As smartphones become more prevalent in the United States, countries in Africa may finally be catching up with the use of mobile technology, according to Tavneet Suri, a professor at Massachusetts Institute of Technology’s Sloan School of Management.
Suri, who was named one of the world’s 40 best professors under 40, gave a talk titled “Technology and Poverty Alleviation” on Thursday evening in Fulton 511. The event was sponsored by the Shea Center for Entrepreneurship and the Tech Trek Ghana program.
Suri discussed the rising popularity of mobile devices that support the money-transfer service M-Pesa, which she studied in 2009. M-Pesa primarily functions on old, secondhand Nokia phones, she said.
“You know, the ones where you have to press a number three times to type the letter ‘C,’” Suri said.
M-Pesa has become quite popular in Kenya in the last few years, she said. Suri herself is a fourth-generation Kenyan and studies the impact of technology in developing countries in Africa.
She stressed the importance of finance in poor countries when it comes to credit, saving, and insurance. M-Pesa has created an easier system by which poorer Kenyans can manage their money.

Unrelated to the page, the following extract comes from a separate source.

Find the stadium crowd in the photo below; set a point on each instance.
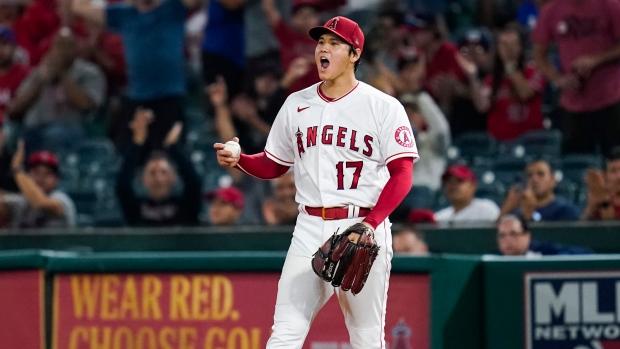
(109, 110)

Through the Nokia phones, M-Pesa allows people to transfer e-money between each other via text message. The virtual money is backed up by real money in a bank account not owned by the user. This is a great service for people who do not want to manage a personal bank account because the bank is too great a distance from their home, Suri said.
Users withdraw cash by selling the e-money, or deposit cash and receive e-money through M-Pesa agents. The agents are usually small-business owners or microfinance institutions, and they receive small commissions when managing transactions.

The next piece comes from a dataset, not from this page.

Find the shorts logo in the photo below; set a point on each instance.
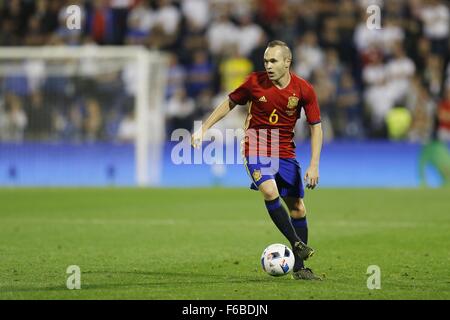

According to Suri, 96 percent of households where M-Pesa was available had an M-Pesa account by 2014 in Kenya.
“I decided to study how this affected people’s’ lives,” she said.
Mobile money has created a safer and cheaper financial intermediation process, Suri said. Before M-Pesa was popular, many people would have to travel for miles to reach a bank. To avoid this journey, people would give their cash to someone in a van who would drive it to the bank and deposit it for them. This was a risky process, however, as drivers could steal money for themselves or be robbed at gunpoint. For years, she said, people did not feel safe with their finances.
“M-Pesa lowered transaction costs dramatically,” she said.
M-Pesa has also helped Kenyans create local businesses and take other financial risks by allowing for the creation of comprehensible insurance plans, Suri said. Users can make insurance plans that allow family members or friends to assume liability for the user. Often, family and friends will insure each other through their M-Pesa accounts.
The process of linking insurance plans with trusted family and friends, Suri said, has created a more entrepreneurial spirit. People are now more likely to use their money to create their own businesses and help grow GDP, as failure has become less risky. Suri has noticed a shift of a population of poor farmers to local businessmen driven by the economic incentive of profit.
She was surprised when she discovered that unfortunate events lead M-Pesa users to increase consumption. For example, if a disease is spreading around a village, M-Pesa users will spend their money to purchase medicine, thus increasing consumption.
People who do not use M-Pesa tend to save money for future food purchases to combat an expected decline in health. Users, however, are willing to take the financial risk and purchase medication, stopping the contraction of the disease early on.
Looking toward the future, Suri believes that e-payments will reduce corruption between the government and private businesses.
“Mobile money has really improved financial resilience,” Suri said.